Когда я найду ублюдков, которые подложили эту бомбу, то с наслаждением их убью. Вероятно, наркоз все еще действовал, но я помню двух человек, которые разговаривали в моей больничной палате. Я не узнал их голоса и не уловил всего смысла сказанного, но услышал достаточно, чтобы понять: они были замешаны.
Один из них, возможно, моей плоти и крови и живет под моей крышей. У меня нет доказательств, но я почти уверен, что Леонид сыграл в этом свою роль. Кто же второй из них? Мне нужно это выяснить.
Когда я выхожу из комнаты, то слышу звук слегка фальшивого пения, раздающегося из кухни, и вижу Нину, которая роется в холодильнике. Я знал, что она невысокая, но из-за того, что прошлую ночь провел в инвалидном кресле, не получилось точно определить ее рост. Она даже ниже, чем я думал: от силы пять футов.
Низ моей футболки достает ей до колен, и в ней она выглядит комично. Сейчас она босая, и ее макушка не дотянула бы даже до моей груди.

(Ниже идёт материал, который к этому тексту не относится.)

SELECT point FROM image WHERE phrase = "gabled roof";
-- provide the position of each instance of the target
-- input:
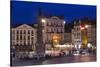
(23, 26)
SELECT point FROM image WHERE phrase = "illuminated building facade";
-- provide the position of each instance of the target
(83, 34)
(53, 30)
(23, 38)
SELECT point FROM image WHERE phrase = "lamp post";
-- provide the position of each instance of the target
(83, 29)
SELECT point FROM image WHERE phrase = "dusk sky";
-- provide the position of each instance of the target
(26, 12)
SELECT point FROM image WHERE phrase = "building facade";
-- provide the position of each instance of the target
(68, 37)
(83, 35)
(23, 38)
(53, 30)
(76, 35)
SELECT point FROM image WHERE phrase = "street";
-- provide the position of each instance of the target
(58, 60)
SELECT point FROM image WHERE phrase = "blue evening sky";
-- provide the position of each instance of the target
(26, 12)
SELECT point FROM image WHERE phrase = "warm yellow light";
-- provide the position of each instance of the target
(55, 40)
(86, 26)
(55, 37)
(43, 20)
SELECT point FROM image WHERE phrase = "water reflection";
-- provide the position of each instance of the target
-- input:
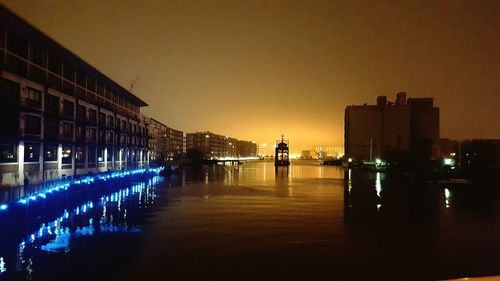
(105, 215)
(229, 217)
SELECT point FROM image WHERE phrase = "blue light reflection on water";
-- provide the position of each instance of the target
(107, 214)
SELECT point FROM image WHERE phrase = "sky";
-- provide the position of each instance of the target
(257, 69)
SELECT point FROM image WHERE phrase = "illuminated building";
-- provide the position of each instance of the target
(165, 143)
(325, 152)
(247, 149)
(373, 131)
(61, 116)
(218, 146)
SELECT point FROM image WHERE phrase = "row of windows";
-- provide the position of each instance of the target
(33, 99)
(33, 127)
(31, 61)
(8, 153)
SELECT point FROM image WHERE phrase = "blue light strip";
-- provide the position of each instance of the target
(87, 180)
(55, 235)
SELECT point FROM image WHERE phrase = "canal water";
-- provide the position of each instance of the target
(249, 222)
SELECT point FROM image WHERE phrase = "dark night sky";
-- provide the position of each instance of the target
(236, 67)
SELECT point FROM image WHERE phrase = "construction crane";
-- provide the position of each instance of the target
(133, 82)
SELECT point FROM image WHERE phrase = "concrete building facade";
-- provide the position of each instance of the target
(165, 143)
(219, 146)
(373, 131)
(61, 116)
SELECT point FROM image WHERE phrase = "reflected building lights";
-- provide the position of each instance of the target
(378, 184)
(56, 236)
(447, 197)
(3, 269)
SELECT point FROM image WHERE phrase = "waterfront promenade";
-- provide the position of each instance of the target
(243, 222)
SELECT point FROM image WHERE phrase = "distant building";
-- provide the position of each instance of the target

Она стоит спиной ко мне, поэтому не видит, как я подхожу и встаю у обеденного стола в нескольких шагах позади нее.
– Нашла что-нибудь интересное в этом холодильнике? – спрашиваю я.
Нина подпрыгивает с испуганным вскриком и захлопывает холодильник.
– Черт, ты почти довел меня до сердечного при…
Она останавливается на полуслове и просто стоит, уставившись на меня огромными глазами. Я думал, что она удивится, увидев меня не в инвалидном кресле, но эмоция, отобразившаяся на ее лице, – не удивление. Это страх.
– Нина? – Я делаю шаг в ее направлении.
Она вздрагивает и делает шаг назад, натыкаясь на холодильник. Ее дыхание учащается, становится поверхностным, как будто она не может вдохнуть достаточно воздуха, ее руки слегка дрожат. У нее паническая атака. Понятия не имею, что ее вызвало, но она в ужасе от чего-то, и я практически уверен, что «что-то» – это я. Бред. Всего несколько часов назад я держал ее у себя на коленях, и Нина совсем не казалась напуганной.
– Роман, – говорит она наконец, голос чуть громче шепота. – Прошу тебя, сядь. Пожалуйста.
Я не вижу смысла в ее просьбе, но делаю два шага к обеденному столу, выдвигаю стул и сажусь. Нина остается прикованной к месту перед холодильником, но, кажется, хотя бы ее дыхание возвращается в норму.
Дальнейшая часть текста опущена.